Sectors of the global market that were deemed essential a few weeks ago and had experienced steady growth trajectories for decades are now facing a challenging change in the paradigm. From higher education and international travel to lodging and hospitality, many aspects of modern life will be forever transformed by the realization that, in a tele-business world, classrooms and boardrooms can be accessed from a home office for a fraction of the cost. Thus, commercial real estate can expect to feel the sting of an increasingly digitized economy and adapting businesses seeking to reduce fixed costs.
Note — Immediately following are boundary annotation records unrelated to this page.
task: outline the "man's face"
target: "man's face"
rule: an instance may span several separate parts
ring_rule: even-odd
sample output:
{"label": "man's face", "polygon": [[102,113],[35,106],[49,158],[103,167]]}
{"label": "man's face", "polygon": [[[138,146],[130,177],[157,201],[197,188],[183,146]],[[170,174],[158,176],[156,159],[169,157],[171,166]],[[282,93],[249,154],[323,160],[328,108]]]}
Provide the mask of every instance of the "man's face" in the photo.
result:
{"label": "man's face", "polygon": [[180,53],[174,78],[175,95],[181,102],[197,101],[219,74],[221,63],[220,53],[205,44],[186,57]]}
With established and emergent players struggling in a variety of markets, and with the capital needed to fuel competition shrinking, another trend in impacted industries, like retail and air travel, will be consolidation. Some sectors are becoming more competitive as a new economy takes shape, but startups and entrepreneurs might struggle with operations and funding as recapitalization investments are put on hold or down-rounds become the only option. Beyond the obvious enablers of the digital 2.0 economy (such as teleconferencing and web-streaming platforms), food and grocery delivery services, as well as healthy-living enablers, are seeing their markets grow.
In the fintech space, large strategic acquirers will be careful about their investments as they see the crisis reflected in their income statements and thus focus on targets that generate proven efficiencies through reduced costs. Meanwhile, financial funds will be looking to capitalize on fire-sale exits in the fintech space before the dust settles and the coronavirus premium ups enterprise value.
In short, the stress of COVID-19 on the global economy will expand the market for fintech and accelerate the pace at which it is adopted. It is up to established market players and government regulators to keep lockstep with technological innovation and increased user demand for efficiency.